Sekilas kembali pada zaman terbaik. Yaitu di zaman Rasulullah. Jika kita melihat bagaimana bisa para sahabat memiliki keistimewaan yang sungguh luar biasa. Hingga tonggak peradaban tertumpu kegemilangan generasi ini.  Sayyid Qutub menjelaskan “Kehebatan mereka terletak pada semangat mereka untuk belajar lalu secara maksimal berupaya mengamalkannya”. learn to action, jelas saja generasi sahabat merupakan generasi terhebat. Bukan hanya teori dalam aplikasinya pun sungguh hebat.

Dia banyak melihat contoh  cara belajar, dan itu luar biasa. Namun keluhan kesibukan dalam rangka mengabdi pada masyarakat membuat langkahnya pada masyarakat sedkit megurangi feelnya atau ketulusannya mengorbankan aktunya. Ia lupa jika kita bisa belajar dengan siapapun. Dengan lingkungan yang memberikan banyak arti keidupan. Dengan setiap orang yang kita temui di jalan. Dengan setiap rapat yang kita hadiri. Dengan setiap kegiatan yang kita pegang. Kita bisa belajar dari seseorang berkomunikasi, kita belajar dari apa yang kita lihat. Bahkan kita bisa belajar dari setiap kesibukan yang ada. Minimal kita sedang praktek disiplin waktu dan memahami pentingnya waktu. Minimal kita bisa belajar dari seseorang yang berinteraksi dengan kita. Atau dengan sebuah kegagalan diri kita dan orang lain karena sebuah kecerobohan dan kelalaian. Kita kadang tak menyadari bahwa Allah telah mengajari kita sesuatu hakikat makna kehidupan ini. Tergantung  pada diri kita yang menghayati dan mengambil hikmahnya atau tidak.

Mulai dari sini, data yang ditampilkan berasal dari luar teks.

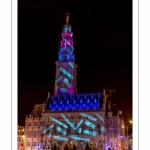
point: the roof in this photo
(37, 110)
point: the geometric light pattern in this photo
(51, 126)
(79, 138)
(88, 116)
(60, 138)
(61, 130)
(60, 123)
(91, 125)
(93, 133)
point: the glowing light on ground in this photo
(79, 138)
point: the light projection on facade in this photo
(79, 129)
(91, 125)
(61, 130)
(88, 116)
(67, 120)
(75, 102)
(90, 132)
(60, 138)
(74, 137)
(100, 117)
(60, 123)
(102, 129)
(78, 125)
(49, 135)
(65, 66)
(50, 127)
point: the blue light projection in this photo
(91, 125)
(61, 130)
(66, 73)
(60, 138)
(93, 133)
(67, 120)
(75, 102)
(79, 124)
(100, 117)
(66, 41)
(88, 116)
(79, 138)
(71, 64)
(60, 123)
(80, 130)
(51, 126)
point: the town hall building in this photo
(69, 118)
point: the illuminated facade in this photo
(21, 137)
(66, 74)
(115, 129)
(70, 118)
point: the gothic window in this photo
(98, 129)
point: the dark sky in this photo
(103, 48)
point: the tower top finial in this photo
(67, 18)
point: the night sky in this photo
(102, 33)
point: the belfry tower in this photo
(66, 69)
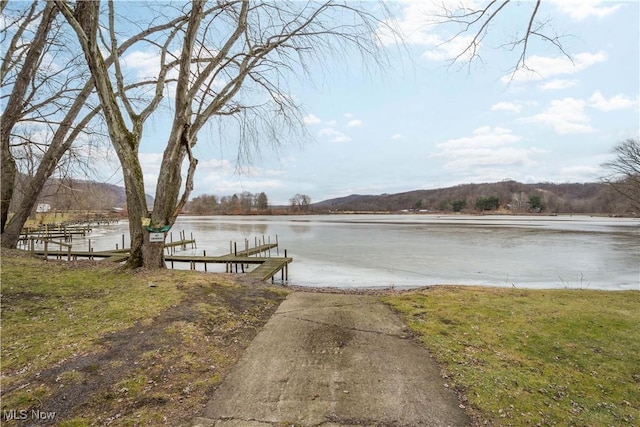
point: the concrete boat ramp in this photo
(333, 360)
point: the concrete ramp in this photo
(333, 360)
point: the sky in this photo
(421, 122)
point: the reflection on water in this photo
(418, 250)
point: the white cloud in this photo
(580, 173)
(544, 67)
(488, 146)
(507, 106)
(418, 23)
(565, 116)
(618, 102)
(311, 119)
(221, 177)
(582, 9)
(446, 50)
(334, 135)
(558, 84)
(485, 136)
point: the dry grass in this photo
(534, 357)
(100, 346)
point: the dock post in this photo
(204, 254)
(286, 267)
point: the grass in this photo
(534, 357)
(101, 346)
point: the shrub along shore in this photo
(96, 345)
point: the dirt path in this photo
(333, 360)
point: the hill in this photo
(74, 195)
(511, 195)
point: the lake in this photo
(403, 251)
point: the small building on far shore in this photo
(43, 208)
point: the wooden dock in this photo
(266, 267)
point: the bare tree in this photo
(623, 172)
(57, 100)
(234, 59)
(29, 56)
(477, 21)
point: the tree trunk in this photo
(8, 176)
(14, 109)
(136, 203)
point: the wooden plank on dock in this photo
(269, 268)
(256, 250)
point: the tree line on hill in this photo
(508, 196)
(245, 203)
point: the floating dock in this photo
(266, 267)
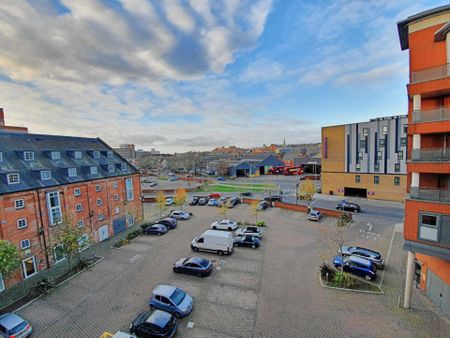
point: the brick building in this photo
(45, 179)
(427, 210)
(366, 159)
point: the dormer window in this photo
(72, 172)
(46, 175)
(55, 155)
(13, 178)
(28, 155)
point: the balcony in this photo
(430, 74)
(438, 114)
(430, 195)
(431, 155)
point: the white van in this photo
(214, 241)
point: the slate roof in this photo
(13, 146)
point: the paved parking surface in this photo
(269, 292)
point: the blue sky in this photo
(196, 74)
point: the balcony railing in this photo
(430, 194)
(431, 155)
(430, 74)
(438, 114)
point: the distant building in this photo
(366, 159)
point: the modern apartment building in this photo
(366, 159)
(427, 209)
(47, 179)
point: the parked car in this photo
(346, 206)
(193, 266)
(194, 200)
(314, 215)
(262, 205)
(251, 231)
(219, 242)
(155, 229)
(171, 299)
(247, 241)
(369, 254)
(12, 325)
(203, 201)
(224, 224)
(169, 222)
(154, 324)
(179, 214)
(357, 266)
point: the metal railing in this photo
(431, 155)
(430, 194)
(426, 115)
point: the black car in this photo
(169, 222)
(154, 324)
(194, 200)
(346, 206)
(155, 229)
(247, 241)
(193, 266)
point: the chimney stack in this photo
(2, 117)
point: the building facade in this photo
(366, 159)
(427, 209)
(47, 180)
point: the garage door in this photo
(438, 292)
(103, 233)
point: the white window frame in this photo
(19, 203)
(34, 265)
(72, 172)
(55, 211)
(24, 221)
(28, 155)
(13, 178)
(43, 175)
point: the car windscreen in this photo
(178, 296)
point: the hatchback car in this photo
(155, 229)
(180, 215)
(369, 254)
(346, 206)
(314, 215)
(193, 266)
(247, 241)
(12, 325)
(154, 324)
(357, 266)
(171, 299)
(252, 231)
(224, 224)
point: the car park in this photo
(224, 224)
(12, 325)
(154, 324)
(216, 241)
(357, 266)
(346, 206)
(180, 215)
(314, 215)
(171, 299)
(193, 266)
(369, 254)
(155, 229)
(247, 241)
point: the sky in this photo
(195, 74)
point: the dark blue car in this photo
(357, 266)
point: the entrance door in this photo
(103, 233)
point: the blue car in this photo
(171, 299)
(357, 266)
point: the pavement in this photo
(272, 291)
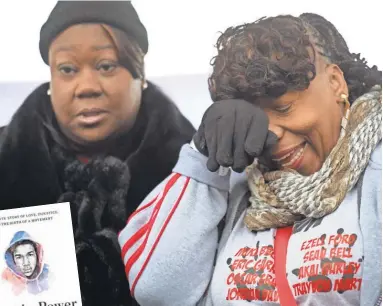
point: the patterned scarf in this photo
(279, 198)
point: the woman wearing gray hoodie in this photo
(302, 224)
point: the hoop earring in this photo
(346, 114)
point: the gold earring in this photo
(346, 114)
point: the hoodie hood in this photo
(24, 236)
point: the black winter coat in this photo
(35, 170)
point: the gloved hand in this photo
(232, 133)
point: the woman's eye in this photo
(107, 67)
(67, 70)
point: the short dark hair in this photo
(22, 242)
(130, 54)
(271, 56)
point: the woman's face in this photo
(308, 123)
(93, 97)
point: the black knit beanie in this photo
(119, 14)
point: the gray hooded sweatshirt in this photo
(175, 252)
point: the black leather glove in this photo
(232, 134)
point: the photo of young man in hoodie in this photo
(25, 269)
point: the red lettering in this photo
(340, 253)
(303, 247)
(345, 284)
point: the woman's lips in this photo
(292, 158)
(89, 117)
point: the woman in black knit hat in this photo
(98, 135)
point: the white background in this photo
(56, 238)
(182, 32)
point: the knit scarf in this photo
(279, 198)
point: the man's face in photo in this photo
(25, 258)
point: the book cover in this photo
(37, 257)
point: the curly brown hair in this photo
(272, 56)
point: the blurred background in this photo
(182, 34)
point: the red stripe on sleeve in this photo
(159, 235)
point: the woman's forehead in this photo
(81, 36)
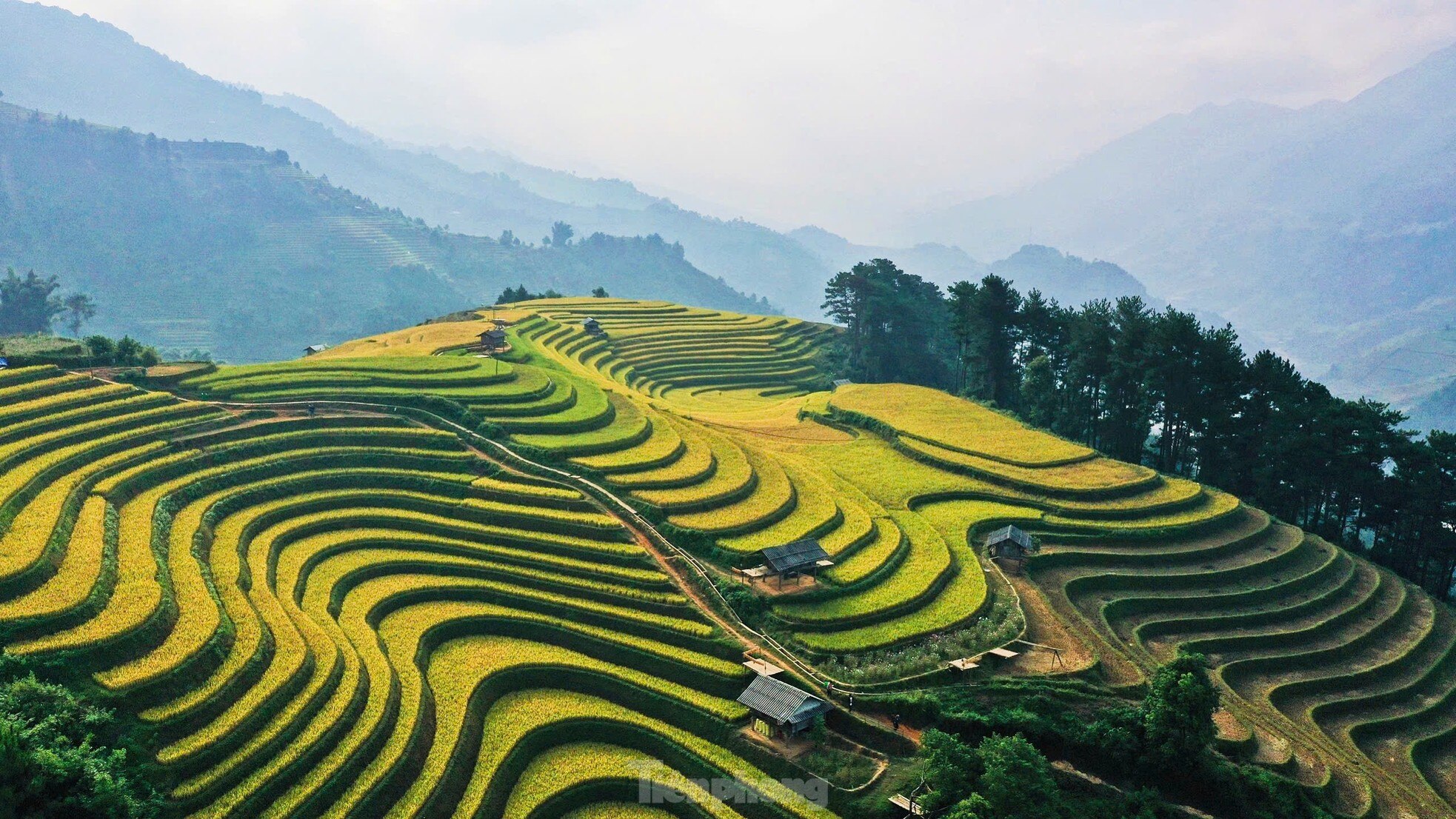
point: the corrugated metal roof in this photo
(792, 556)
(1012, 534)
(775, 700)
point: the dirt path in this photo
(1043, 626)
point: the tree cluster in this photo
(518, 292)
(1162, 389)
(30, 304)
(63, 757)
(990, 766)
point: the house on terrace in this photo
(781, 709)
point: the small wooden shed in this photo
(781, 707)
(492, 339)
(1011, 543)
(792, 559)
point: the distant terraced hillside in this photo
(351, 614)
(1337, 671)
(268, 581)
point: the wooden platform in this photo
(903, 802)
(762, 666)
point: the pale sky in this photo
(788, 113)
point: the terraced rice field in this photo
(721, 427)
(351, 615)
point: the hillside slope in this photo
(1341, 214)
(1334, 671)
(235, 249)
(360, 612)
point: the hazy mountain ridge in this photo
(1069, 280)
(235, 249)
(1324, 232)
(92, 70)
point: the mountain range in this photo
(238, 250)
(1324, 232)
(57, 61)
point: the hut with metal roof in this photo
(1011, 543)
(782, 707)
(792, 559)
(492, 339)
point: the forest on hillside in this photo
(1162, 389)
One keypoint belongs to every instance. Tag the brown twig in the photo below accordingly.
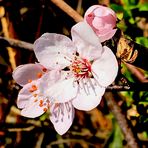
(137, 73)
(16, 43)
(129, 137)
(11, 51)
(67, 9)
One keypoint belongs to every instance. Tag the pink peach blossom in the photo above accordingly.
(35, 80)
(86, 68)
(102, 20)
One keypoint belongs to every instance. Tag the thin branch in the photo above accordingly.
(16, 43)
(129, 137)
(137, 73)
(67, 9)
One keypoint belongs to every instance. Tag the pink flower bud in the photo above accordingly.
(102, 20)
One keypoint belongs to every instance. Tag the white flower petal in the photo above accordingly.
(32, 109)
(88, 44)
(63, 90)
(54, 50)
(62, 116)
(105, 68)
(25, 94)
(89, 96)
(26, 72)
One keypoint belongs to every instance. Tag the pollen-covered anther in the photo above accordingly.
(35, 100)
(39, 74)
(41, 103)
(35, 95)
(81, 68)
(33, 88)
(29, 81)
(44, 69)
(45, 109)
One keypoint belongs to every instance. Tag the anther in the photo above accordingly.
(35, 100)
(44, 69)
(39, 74)
(33, 88)
(29, 81)
(35, 95)
(44, 109)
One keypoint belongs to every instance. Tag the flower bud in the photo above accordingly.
(102, 20)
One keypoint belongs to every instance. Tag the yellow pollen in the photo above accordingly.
(44, 109)
(35, 100)
(41, 101)
(44, 69)
(29, 81)
(33, 88)
(41, 105)
(39, 74)
(35, 95)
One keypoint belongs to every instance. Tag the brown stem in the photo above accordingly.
(67, 9)
(129, 137)
(16, 43)
(137, 73)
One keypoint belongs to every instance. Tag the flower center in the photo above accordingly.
(81, 68)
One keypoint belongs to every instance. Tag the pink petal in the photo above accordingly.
(88, 44)
(54, 50)
(88, 97)
(25, 94)
(32, 109)
(62, 116)
(107, 36)
(26, 72)
(105, 68)
(103, 11)
(63, 90)
(49, 79)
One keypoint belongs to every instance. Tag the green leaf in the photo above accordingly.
(143, 7)
(117, 137)
(2, 61)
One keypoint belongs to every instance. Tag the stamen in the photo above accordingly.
(29, 81)
(35, 100)
(44, 109)
(33, 88)
(35, 95)
(81, 68)
(44, 69)
(39, 74)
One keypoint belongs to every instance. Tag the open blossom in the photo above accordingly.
(33, 101)
(86, 68)
(102, 20)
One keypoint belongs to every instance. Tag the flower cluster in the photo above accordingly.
(69, 74)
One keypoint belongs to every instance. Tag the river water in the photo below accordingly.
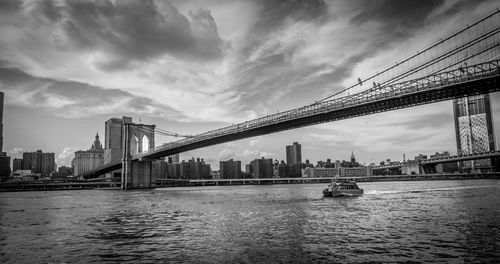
(419, 222)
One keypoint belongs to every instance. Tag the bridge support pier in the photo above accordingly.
(138, 174)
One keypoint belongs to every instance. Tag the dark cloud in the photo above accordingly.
(275, 12)
(10, 6)
(132, 31)
(408, 14)
(47, 9)
(78, 99)
(430, 120)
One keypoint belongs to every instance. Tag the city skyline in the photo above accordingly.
(277, 56)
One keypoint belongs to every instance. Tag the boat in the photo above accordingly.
(347, 188)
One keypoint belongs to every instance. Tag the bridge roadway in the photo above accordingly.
(465, 81)
(455, 158)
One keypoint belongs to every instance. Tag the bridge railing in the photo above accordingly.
(458, 75)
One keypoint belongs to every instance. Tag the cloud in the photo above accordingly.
(74, 99)
(119, 34)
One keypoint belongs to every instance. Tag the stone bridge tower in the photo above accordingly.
(137, 139)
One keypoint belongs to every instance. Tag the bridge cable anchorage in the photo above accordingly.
(162, 132)
(439, 44)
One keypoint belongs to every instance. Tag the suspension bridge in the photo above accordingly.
(463, 64)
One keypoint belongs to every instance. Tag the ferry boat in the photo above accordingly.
(349, 188)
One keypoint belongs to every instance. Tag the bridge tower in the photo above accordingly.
(137, 139)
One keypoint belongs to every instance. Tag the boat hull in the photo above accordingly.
(328, 193)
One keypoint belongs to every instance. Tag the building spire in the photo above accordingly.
(97, 143)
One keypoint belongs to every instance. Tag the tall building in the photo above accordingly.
(17, 164)
(230, 169)
(474, 129)
(294, 154)
(262, 168)
(39, 163)
(4, 159)
(1, 121)
(194, 169)
(90, 159)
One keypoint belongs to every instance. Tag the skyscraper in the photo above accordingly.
(230, 169)
(90, 159)
(294, 154)
(39, 162)
(262, 168)
(4, 159)
(474, 128)
(1, 121)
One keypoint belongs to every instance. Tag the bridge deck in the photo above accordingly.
(466, 81)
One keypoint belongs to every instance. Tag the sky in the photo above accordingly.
(189, 66)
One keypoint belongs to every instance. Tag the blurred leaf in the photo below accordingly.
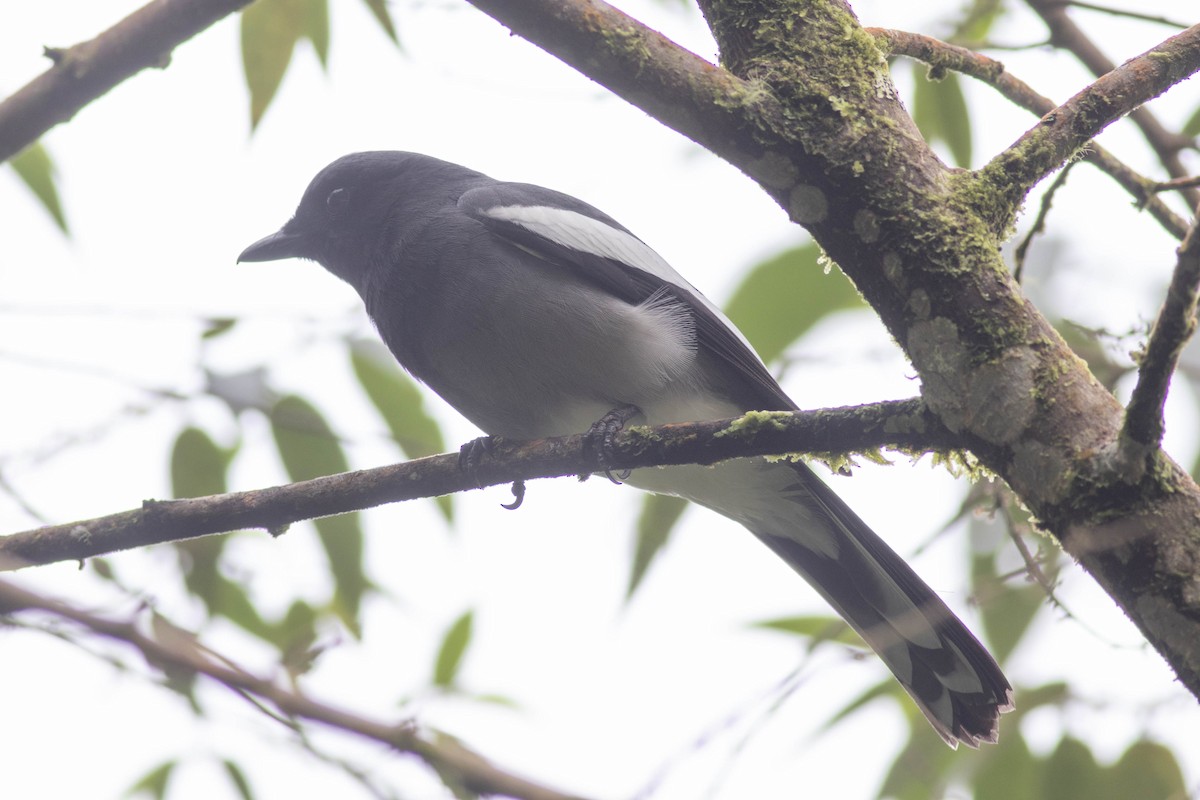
(270, 30)
(816, 627)
(1146, 770)
(239, 780)
(379, 8)
(886, 687)
(36, 170)
(309, 449)
(940, 110)
(197, 464)
(454, 645)
(295, 636)
(1071, 773)
(1006, 607)
(1009, 770)
(1086, 344)
(228, 599)
(783, 298)
(153, 782)
(1192, 127)
(316, 29)
(215, 326)
(1055, 693)
(658, 518)
(976, 23)
(401, 404)
(921, 770)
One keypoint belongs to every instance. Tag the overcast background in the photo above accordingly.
(163, 186)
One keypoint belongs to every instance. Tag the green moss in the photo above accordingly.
(755, 421)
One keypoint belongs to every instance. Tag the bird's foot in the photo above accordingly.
(599, 439)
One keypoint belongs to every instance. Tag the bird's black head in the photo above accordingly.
(354, 204)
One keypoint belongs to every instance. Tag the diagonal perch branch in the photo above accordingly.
(901, 423)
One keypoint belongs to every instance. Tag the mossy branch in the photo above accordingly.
(901, 423)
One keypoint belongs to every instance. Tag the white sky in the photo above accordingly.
(165, 186)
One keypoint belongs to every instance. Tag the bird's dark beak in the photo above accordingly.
(282, 244)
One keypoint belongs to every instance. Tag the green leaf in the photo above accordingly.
(454, 647)
(1147, 770)
(921, 771)
(295, 637)
(316, 29)
(153, 782)
(1192, 127)
(1009, 770)
(401, 404)
(783, 298)
(886, 687)
(270, 30)
(239, 780)
(940, 110)
(379, 8)
(1071, 773)
(658, 518)
(36, 170)
(309, 449)
(197, 464)
(816, 627)
(215, 326)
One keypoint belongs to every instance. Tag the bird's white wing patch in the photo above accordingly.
(591, 235)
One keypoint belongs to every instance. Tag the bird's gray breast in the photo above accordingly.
(523, 347)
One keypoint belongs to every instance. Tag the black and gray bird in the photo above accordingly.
(534, 314)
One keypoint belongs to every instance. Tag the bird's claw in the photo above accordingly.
(600, 439)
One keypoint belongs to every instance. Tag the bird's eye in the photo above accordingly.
(337, 200)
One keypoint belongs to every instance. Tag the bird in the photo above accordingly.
(535, 314)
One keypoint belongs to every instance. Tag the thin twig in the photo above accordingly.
(1176, 184)
(1039, 222)
(994, 73)
(904, 423)
(1123, 12)
(85, 71)
(1143, 428)
(184, 655)
(1067, 35)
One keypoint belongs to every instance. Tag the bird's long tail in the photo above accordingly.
(953, 679)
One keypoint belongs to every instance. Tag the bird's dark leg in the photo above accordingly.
(517, 495)
(599, 439)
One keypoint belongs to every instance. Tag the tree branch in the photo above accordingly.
(951, 56)
(179, 653)
(1067, 35)
(899, 423)
(1069, 127)
(810, 113)
(85, 71)
(1176, 322)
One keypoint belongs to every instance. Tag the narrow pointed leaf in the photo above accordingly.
(783, 298)
(1147, 770)
(238, 777)
(36, 170)
(379, 8)
(270, 30)
(154, 783)
(316, 29)
(940, 110)
(658, 518)
(401, 405)
(454, 647)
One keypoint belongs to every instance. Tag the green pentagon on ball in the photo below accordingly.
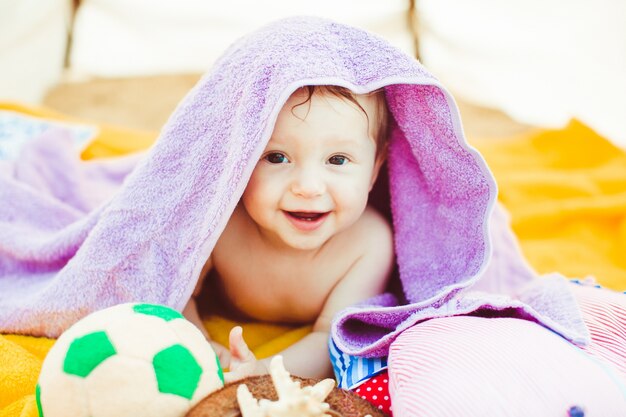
(87, 352)
(160, 311)
(177, 371)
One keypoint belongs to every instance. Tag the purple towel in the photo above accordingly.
(63, 256)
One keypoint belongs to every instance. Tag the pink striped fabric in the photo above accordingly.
(475, 366)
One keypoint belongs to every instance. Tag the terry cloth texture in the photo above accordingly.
(63, 256)
(472, 366)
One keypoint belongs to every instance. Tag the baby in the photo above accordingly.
(302, 243)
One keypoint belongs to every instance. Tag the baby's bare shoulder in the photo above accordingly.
(372, 229)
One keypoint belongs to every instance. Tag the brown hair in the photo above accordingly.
(382, 132)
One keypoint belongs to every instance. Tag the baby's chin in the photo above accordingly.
(306, 244)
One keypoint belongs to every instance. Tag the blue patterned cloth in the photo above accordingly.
(17, 129)
(351, 371)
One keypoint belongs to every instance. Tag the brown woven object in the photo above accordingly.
(223, 403)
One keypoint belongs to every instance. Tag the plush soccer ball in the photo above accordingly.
(128, 360)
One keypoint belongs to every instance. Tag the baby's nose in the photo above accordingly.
(308, 184)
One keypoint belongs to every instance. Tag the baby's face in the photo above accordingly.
(315, 174)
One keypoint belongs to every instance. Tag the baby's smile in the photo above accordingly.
(306, 220)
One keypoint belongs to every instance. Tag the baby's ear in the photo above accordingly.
(380, 160)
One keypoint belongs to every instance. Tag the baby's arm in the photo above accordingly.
(191, 313)
(309, 357)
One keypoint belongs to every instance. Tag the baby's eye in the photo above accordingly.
(276, 158)
(338, 160)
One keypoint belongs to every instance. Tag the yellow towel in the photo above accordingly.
(566, 190)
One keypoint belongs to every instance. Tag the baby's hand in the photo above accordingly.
(243, 363)
(222, 352)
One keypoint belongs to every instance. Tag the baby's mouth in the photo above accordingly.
(306, 221)
(306, 216)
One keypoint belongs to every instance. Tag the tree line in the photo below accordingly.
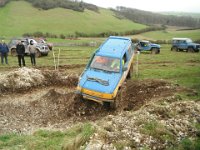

Belajar dari ayat-ayat kauniyah-Nya merupakan hal yang sangat menyenangkan. Meresapi makna tasbih, mengarungi makna tahmid, memecah rasa takbir. Traveling menjadi obat yang nyata dalam kejenuhan dalam kesibukan. Mempelajari hal baru dan mencoba hal baru. Ini sebabnya traveling menjadi suatu sarana belajar yang menyenangkan.

Untuk Menjadi seperti generasi para sahabat dalam memahaminya ambil dengan beberapa sisi. Memahami kondisi masyarakat yang juga haus akan keadilan. Dan ini merupakan tugas mahasiswa sebagai penyambung antara pemerintah dan masyarakat. Memahami apa kebutuhannya, sambil mencerdaskan sesama mahasiswa dengan pemahaman yang benar terhadap hidup. 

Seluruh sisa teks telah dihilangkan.